Q&A with Beth Ciardi

By Mike Costanza

Director of Golisano Autism Center talks about her nonprofit and its work

The Golisano Autism Center brings 12 local nonprofits, including AutismUp, CP Rochester and the Al Sigl Community of Agencies, together under one roof to provide services for those who have autism and their families.

The neurological disorder, which is clinically referred to as autism spectrum disorder, can affect the mental, emotional and physical functioning of an adult or child, resulting in a variety of symptoms. While some who have autism can live fully independently, others require full-time care and support.

Though the GAC has but two full-time and one part-time employee, through its efforts 130 staff and volunteers collaborate to serve about 2,300 individuals and families each year.

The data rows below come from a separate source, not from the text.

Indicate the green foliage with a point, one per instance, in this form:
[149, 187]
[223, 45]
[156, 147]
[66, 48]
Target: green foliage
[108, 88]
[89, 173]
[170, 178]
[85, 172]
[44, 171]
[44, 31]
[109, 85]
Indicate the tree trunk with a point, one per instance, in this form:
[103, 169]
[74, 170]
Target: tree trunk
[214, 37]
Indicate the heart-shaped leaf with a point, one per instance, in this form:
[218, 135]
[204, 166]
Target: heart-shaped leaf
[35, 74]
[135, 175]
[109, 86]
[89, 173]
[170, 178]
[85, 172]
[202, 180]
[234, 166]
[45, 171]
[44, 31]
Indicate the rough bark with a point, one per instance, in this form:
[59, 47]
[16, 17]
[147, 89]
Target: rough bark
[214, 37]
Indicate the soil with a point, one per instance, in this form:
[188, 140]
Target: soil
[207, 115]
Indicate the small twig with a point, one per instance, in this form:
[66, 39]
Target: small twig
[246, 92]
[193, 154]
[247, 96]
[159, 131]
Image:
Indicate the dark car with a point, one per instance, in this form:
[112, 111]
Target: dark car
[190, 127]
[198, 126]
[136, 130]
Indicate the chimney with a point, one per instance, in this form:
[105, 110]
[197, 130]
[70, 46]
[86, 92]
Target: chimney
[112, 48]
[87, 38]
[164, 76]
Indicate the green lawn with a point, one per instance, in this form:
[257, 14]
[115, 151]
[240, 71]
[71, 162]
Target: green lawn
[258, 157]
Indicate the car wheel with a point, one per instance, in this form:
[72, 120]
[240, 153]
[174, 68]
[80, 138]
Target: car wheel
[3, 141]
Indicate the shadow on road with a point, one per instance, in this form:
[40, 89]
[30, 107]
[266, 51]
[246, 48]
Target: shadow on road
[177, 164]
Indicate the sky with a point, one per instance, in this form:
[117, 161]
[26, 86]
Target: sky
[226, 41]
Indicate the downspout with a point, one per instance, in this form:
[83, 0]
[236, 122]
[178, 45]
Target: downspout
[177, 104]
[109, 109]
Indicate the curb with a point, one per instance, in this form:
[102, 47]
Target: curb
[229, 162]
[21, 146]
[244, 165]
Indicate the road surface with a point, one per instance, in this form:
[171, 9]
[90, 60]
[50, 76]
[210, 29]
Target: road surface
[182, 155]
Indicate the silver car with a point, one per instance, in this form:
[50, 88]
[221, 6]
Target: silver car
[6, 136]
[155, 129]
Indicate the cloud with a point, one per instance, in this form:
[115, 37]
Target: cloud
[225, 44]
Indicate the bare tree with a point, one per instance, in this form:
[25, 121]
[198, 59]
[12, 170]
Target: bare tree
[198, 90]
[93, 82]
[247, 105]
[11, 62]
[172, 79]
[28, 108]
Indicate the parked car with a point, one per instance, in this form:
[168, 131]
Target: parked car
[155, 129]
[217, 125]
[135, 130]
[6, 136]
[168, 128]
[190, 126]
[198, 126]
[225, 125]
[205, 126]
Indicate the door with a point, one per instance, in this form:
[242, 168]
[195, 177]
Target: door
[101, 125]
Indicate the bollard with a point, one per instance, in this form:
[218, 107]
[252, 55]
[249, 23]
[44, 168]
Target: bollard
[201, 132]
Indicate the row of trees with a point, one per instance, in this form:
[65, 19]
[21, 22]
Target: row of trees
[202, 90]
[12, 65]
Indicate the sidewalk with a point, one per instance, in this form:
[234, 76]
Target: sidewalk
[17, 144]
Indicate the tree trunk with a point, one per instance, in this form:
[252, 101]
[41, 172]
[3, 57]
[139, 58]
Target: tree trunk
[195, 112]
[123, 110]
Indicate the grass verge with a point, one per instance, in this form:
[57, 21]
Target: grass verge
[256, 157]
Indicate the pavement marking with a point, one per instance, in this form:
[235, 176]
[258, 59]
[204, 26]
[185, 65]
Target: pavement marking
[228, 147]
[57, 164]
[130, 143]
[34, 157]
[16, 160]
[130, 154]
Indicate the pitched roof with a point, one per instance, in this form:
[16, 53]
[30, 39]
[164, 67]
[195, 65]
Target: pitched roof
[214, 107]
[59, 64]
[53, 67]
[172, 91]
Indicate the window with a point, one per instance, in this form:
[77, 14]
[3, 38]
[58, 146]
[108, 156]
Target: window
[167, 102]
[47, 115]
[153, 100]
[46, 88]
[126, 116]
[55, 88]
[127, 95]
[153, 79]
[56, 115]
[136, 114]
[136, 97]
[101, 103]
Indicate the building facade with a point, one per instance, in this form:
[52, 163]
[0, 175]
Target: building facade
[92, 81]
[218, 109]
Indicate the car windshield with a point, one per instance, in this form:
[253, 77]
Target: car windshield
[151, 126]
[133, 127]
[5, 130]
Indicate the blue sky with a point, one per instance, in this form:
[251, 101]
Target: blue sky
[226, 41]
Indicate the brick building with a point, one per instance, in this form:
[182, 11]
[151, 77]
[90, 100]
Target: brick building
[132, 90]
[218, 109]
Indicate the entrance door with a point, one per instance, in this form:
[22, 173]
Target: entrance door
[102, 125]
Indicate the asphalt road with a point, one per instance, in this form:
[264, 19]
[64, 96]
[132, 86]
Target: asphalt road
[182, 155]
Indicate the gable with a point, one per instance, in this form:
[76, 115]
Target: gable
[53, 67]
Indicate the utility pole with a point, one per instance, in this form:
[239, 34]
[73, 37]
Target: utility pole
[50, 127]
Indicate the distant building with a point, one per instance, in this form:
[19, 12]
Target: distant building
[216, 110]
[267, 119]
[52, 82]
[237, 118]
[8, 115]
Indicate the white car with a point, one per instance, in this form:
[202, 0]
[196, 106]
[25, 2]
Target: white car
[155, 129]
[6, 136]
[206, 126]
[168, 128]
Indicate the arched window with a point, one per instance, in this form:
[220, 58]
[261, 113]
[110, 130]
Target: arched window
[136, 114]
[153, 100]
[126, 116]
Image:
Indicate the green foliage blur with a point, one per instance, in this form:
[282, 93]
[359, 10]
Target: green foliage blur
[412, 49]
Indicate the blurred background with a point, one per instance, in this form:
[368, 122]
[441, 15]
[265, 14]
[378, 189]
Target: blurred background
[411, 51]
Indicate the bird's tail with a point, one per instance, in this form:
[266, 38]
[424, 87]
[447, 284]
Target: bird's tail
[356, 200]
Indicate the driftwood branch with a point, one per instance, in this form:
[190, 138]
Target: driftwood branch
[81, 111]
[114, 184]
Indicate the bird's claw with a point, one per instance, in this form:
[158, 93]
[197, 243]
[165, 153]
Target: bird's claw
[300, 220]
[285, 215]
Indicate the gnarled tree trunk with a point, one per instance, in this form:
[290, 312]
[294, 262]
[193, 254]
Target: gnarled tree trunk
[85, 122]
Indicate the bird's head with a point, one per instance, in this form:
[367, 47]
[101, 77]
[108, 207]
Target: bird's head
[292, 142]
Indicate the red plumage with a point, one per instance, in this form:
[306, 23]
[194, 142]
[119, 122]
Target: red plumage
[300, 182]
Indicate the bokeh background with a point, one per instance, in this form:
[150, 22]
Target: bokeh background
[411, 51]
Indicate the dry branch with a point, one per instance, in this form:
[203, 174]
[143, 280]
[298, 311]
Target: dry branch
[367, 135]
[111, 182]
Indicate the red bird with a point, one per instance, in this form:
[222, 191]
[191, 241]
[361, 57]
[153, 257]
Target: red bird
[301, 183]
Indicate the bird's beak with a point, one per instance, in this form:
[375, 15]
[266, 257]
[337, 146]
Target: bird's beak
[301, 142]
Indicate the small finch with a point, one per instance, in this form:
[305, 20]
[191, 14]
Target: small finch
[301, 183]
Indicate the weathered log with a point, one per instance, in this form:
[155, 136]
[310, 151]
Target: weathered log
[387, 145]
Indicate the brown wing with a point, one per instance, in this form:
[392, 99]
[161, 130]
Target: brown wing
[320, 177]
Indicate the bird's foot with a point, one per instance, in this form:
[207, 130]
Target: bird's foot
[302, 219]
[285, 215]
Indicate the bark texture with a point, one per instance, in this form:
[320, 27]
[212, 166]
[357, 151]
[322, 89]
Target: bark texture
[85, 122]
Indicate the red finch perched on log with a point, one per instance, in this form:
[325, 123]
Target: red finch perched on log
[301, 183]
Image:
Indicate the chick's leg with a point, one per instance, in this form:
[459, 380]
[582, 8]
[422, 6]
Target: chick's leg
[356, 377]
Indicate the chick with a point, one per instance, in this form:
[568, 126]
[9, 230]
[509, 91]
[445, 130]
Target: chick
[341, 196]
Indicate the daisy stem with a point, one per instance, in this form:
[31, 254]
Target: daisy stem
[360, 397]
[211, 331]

In Good Health spoke to Beth Ciardi, the Golisano Autism Center’s director, about her nonprofit and its work.

Q: What is autism spectrum disorder?

A: Autism spectrum disorder is a neurologically based developmental disorder that can present with difficulties in social interaction, communication challenges, intellectual disabilities, gross and fine motor delays, sensory impairments and medical issues. It varies widely in severity and symptoms and lasts throughout a person’s lifetime. The earliest signs of autism typically occur during the first three years of life and may develop gradually.

Q: What makes autism a spectrum disorder?

A: Autism being a spectrum disorder means people can have varying abilities and support needs. One third of autistic people also have an intellectual disability. Some have high support needs, which may mean that they require full time care and support. Some people may need a bit of support with day-to-day activities, while others live fully independent lives. With proper support and creative opportunities, most people with autism live fulfilling lives.

Q: Does ASD present itself in other ways?

A: Those who have ASD often experience sensory sensitivities and medical issues, such as gastrointestinal disorders, seizures, or sleep issues, as well as such mental health challenges as anxiety, depression, and attention and learning issues.

Q: How many adults and children are on the autism spectrum?

A: It is estimated that more than 10,000 individuals have an autism diagnosis in Monroe County and that one in 44 children in the US has been diagnosed with autism. It is more common in males than in females and occurs in all racial, ethnic, and socio-economic groups.

Q: How does GAC support people with autism and their families?

A: The Golisano Autism Center has transformed the delivery of autism services in the region by providing a comprehensive, enriched and innovative model that co-locates and coordinates resources offered by multiple providers who are experts in their specific autism service areas. It is a national model for support and a gateway to high-quality, person-centered and sustainable supports and services.

Q: What kinds of clients does GAC serve?

A: We primarily serve individuals with intellectual and/or developmental disabilities, particularly autism, and their families. Autism is a lifelong disability and our collaborative partner providers currently serve those ranging from children who are 12 months old to aging adults.

Q: Can you tell us of some of the services that GAC provides through its collaborators for those with autism and their families?

A: GAC provides a continuum of services that span a lifetime and offer a full array of coordinated program options for infants, toddlers, youth, teens and adults. These include early intervention, preschool and childcare services, an outpatient clinic, behavioral and primary care supports, and respite services. GAC also offers care management, community habilitation, social, recreational and therapeutic services and transition age programs. Clients can also obtain assistance with housing and employment.

Q: GAC also has a family and peer navigation program. Can you give us some details of that program?

A: GAC’s Family and Peer Navigation program is collaborating with AutismUp to empower autistic individuals and their families to overcome the challenges and barriers they face to reach their full potential. The program provides individual support services, along with educational and training workshops specific to autism. Our family navigator is a parent of an autistic child and our peer navigator is an autistic adult. The support they provide is coming from a compassionate place of somebody who has knowledge of the systems that are navigated once receiving an autism diagnosis and the different types of services one can receive here inside of the GAC or out in the community.

Q: What kinds of challenges does GAC face right now?

A: There are still many who are unaware of what we do and that we are here to help. The autistic population consists of people of all racial and ethnic backgrounds and people of diverse sexual orientations and gender identities. The intersectionalities are vast and ensuring inclusivity for all who are neurodiverse is crucial to social change.

Q: How will GAC solve that problem?

A: Opportunities for community outreach are essential to informing the public about us and is why we appreciate the feature in In Good Health. In addition, information about our Autism HelpLine is posted throughout Monroe County and is another way individuals and families can connect with us.